Worldwide, sudden cardiac death (SCD) is a major problem. It is most frequently caused by ventricular tachyarrhythmias: Monomorphic and polymorphic ventricular tachycardia (VT), torsade de pointes (TdP), and ventricular fibrillation (VF). Beta blockade, ACE inhibition, coronary reperfusion and other treatments have reduced the incidence of VT but pulseless electrical activity (PEA) is increasingly seen, particularly in patients with advanced chronic heart disease.

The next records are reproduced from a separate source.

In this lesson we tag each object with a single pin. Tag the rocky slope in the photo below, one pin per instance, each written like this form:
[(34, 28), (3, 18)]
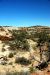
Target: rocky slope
[(7, 63)]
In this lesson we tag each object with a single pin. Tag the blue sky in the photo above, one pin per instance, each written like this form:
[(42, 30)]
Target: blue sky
[(24, 12)]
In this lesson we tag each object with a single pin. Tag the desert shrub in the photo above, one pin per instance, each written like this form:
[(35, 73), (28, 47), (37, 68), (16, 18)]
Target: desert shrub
[(3, 63), (22, 61), (17, 73), (32, 69), (10, 63), (10, 55), (3, 49), (19, 41), (5, 58)]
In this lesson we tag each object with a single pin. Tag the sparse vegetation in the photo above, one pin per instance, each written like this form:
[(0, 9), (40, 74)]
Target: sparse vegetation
[(10, 55), (22, 61)]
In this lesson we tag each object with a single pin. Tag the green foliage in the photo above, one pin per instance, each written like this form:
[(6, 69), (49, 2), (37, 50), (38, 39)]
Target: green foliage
[(22, 61), (32, 69), (43, 37), (20, 40), (10, 55), (17, 73)]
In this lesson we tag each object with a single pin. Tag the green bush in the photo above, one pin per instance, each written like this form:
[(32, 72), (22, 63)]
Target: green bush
[(10, 55), (22, 61)]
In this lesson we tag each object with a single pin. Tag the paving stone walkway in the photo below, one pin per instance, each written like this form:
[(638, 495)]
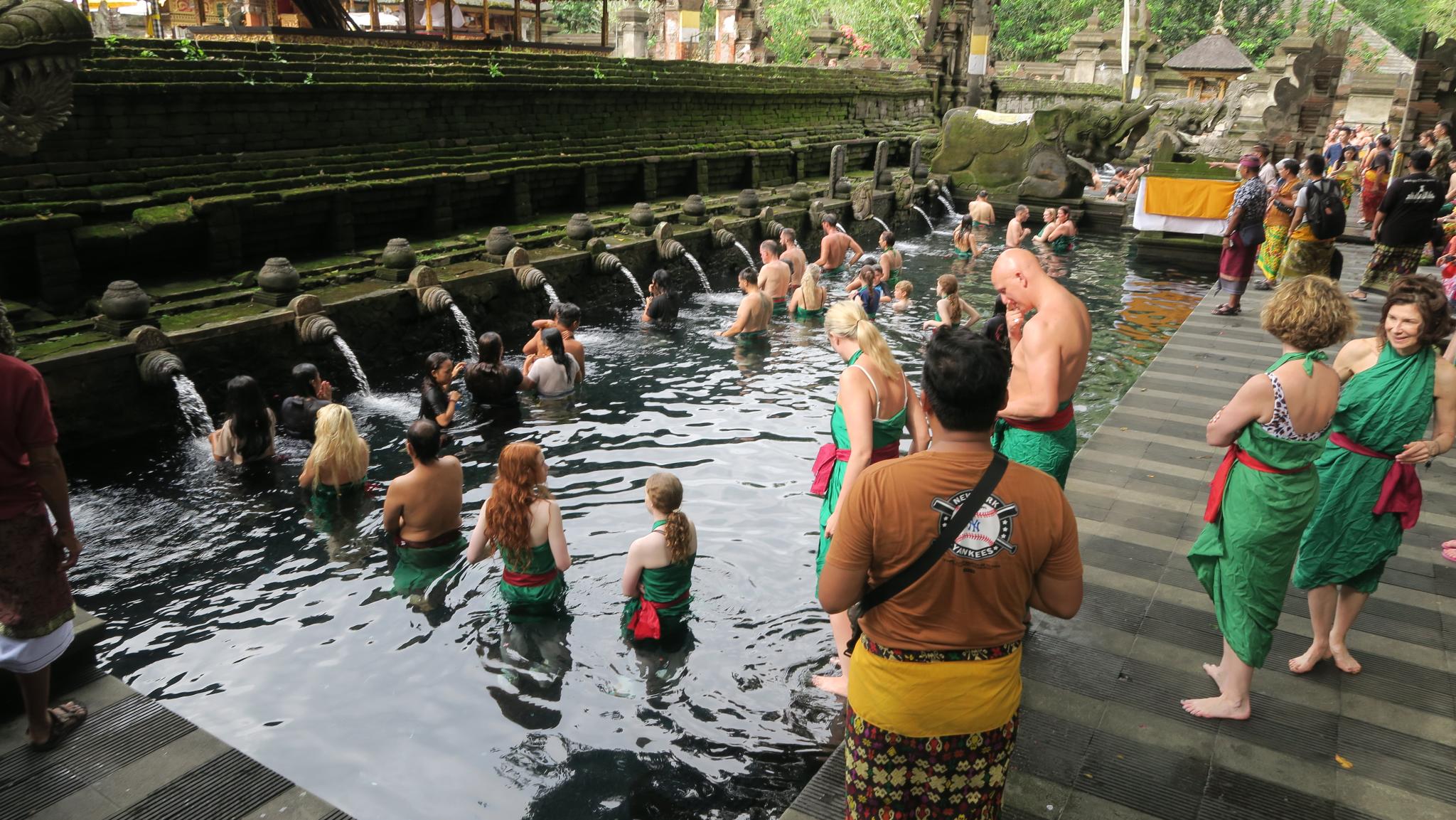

From existing data, bradyarrhythmia in the form of asystole (usually complete heart block without escape rhythm) causes only a minor proportion (10–15%) of SCD. In patients aged 50 years and more, coronary artery disease plays a dominant role causing more than 75% of SCD cases, either by acute ischemia and ventricular fibrillation or by chronic scar formation and reentrant VT. In younger patients, SCD may occur in patients with structurally normal hearts. A number of arrhythmogenic disorders with an increased risk of SCD have been detected and better understood recently, such as long and short QT syndrome, Brugada syndrome, catecholaminergic polymorphic ventricular tachycardia, and the early repolarization syndrome. Most importantly, ECG signs and clinical features indicating high risk for SCD have been identified. Knowledge of the exact electrophysiologic mechanisms of ventricular tachyarrhythmias at the cellular level has been improved and mechanisms such as phase 2 reentry and reflection proposed to better understand why and how SCD occurs.